Clayton Macleod wrote:
Been too long I guess, I don't recall.  For some reason my memory
seems to do better with the meat than with the potatoes.

Yeah know that problem, last time I touched sendmail was nearly 5 years
ago now, and I looked at the config the other day in shock. :)

Yeah, I addressed the collateral stuff in my next post there.

I'm not saying the executive memory space is unimportant.  I only said
that applications' memory space isn't the executive's memory space.
Because it's not, they're definitely seperate from each other, and
handled seperately/differently.  I simply stated that this setting
doesn't affect applications and the paging of their memory.  Perhaps
it would've been more accurate to say that this setting doesn't
*directly* affect applications and their paging activity.  Since the
only way it affects it is by the fact that if you disable the
executive's paging you are left with a smaller amount of RAM that
could be available to applications.  And indirectly this could/would
change the amount of paging the applications experience.  But windows
comes with a default setting to allow the executive's memory space to
be paged out for a reason, because portions of it can be inactive
enough to warrant paging it out.  No reason for my scanner driver to
be in RAM when the scanner hasn't been used or even looked at since
bootup, for instance.

This is actually explicitly controllable by the driver, as you will see
in other documentation.

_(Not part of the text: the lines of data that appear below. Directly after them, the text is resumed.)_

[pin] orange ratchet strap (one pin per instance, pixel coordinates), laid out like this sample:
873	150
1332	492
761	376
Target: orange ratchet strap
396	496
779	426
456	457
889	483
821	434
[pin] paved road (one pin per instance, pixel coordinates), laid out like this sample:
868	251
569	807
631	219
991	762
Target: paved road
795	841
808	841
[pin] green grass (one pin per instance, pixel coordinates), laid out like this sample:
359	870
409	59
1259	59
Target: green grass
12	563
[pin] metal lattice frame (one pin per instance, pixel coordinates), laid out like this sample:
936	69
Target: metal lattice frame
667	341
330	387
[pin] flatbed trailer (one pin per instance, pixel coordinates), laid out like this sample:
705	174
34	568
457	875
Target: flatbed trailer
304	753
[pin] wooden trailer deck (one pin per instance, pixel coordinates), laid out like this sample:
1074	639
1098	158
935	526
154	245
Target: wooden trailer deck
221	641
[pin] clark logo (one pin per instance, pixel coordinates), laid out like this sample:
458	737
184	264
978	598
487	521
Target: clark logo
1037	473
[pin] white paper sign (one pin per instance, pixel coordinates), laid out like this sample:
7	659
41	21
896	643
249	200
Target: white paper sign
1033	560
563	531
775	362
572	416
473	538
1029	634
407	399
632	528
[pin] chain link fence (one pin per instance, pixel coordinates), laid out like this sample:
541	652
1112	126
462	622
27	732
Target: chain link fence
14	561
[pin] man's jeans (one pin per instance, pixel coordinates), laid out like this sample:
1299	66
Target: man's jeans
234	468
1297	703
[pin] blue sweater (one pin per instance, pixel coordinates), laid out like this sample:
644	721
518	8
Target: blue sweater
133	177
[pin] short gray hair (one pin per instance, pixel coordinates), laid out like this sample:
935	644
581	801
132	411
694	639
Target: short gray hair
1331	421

As you probably know from the discussions
regarding reporting of memory usage, windows pages most of most
applications to save time when clearing physical ram, if the
applications are using most of the ram, this means that lesser scheduled
apps will not recieve any priority in the time based components of
paging controls - a problem common to most paging systems. This is also
the reason that they recommend that your pagefile size is 1 to 1.5x your
physical ram or greater - it prevents excess page dumps from ram to disk
in order to clear physical space. This action is important, as I have
stated before, for a dynamic environment where the running applications
and average memory deltas are high. For systems where the application
set will fit in physical ram paging is unnecessary and does use excess
time on the processor and the bus. The important notice is page faults
and the page fault deltas. It's not uncommon in the near extremes of
these scenarios that excess page faults can be reduced by setting non
defaults. The specific cases I have dealt with (typically high end
machines and very large single process applications, or many many user
environments) have benefited from this setting, by side effect or not.
Other things, such as IOPageLockLimit can also be important, but are
often mis-set by users trying to optimise in these areas.

And allowing the executive to be paged would
likely mean that driver would indeed be paged out whenever the OS
could use that RAM elsewhere.  Even if it's only a few dozen k.

In general server machines should not suffer the problems associated
with having excess hardware. Ideally, un-used hardware should be disabled.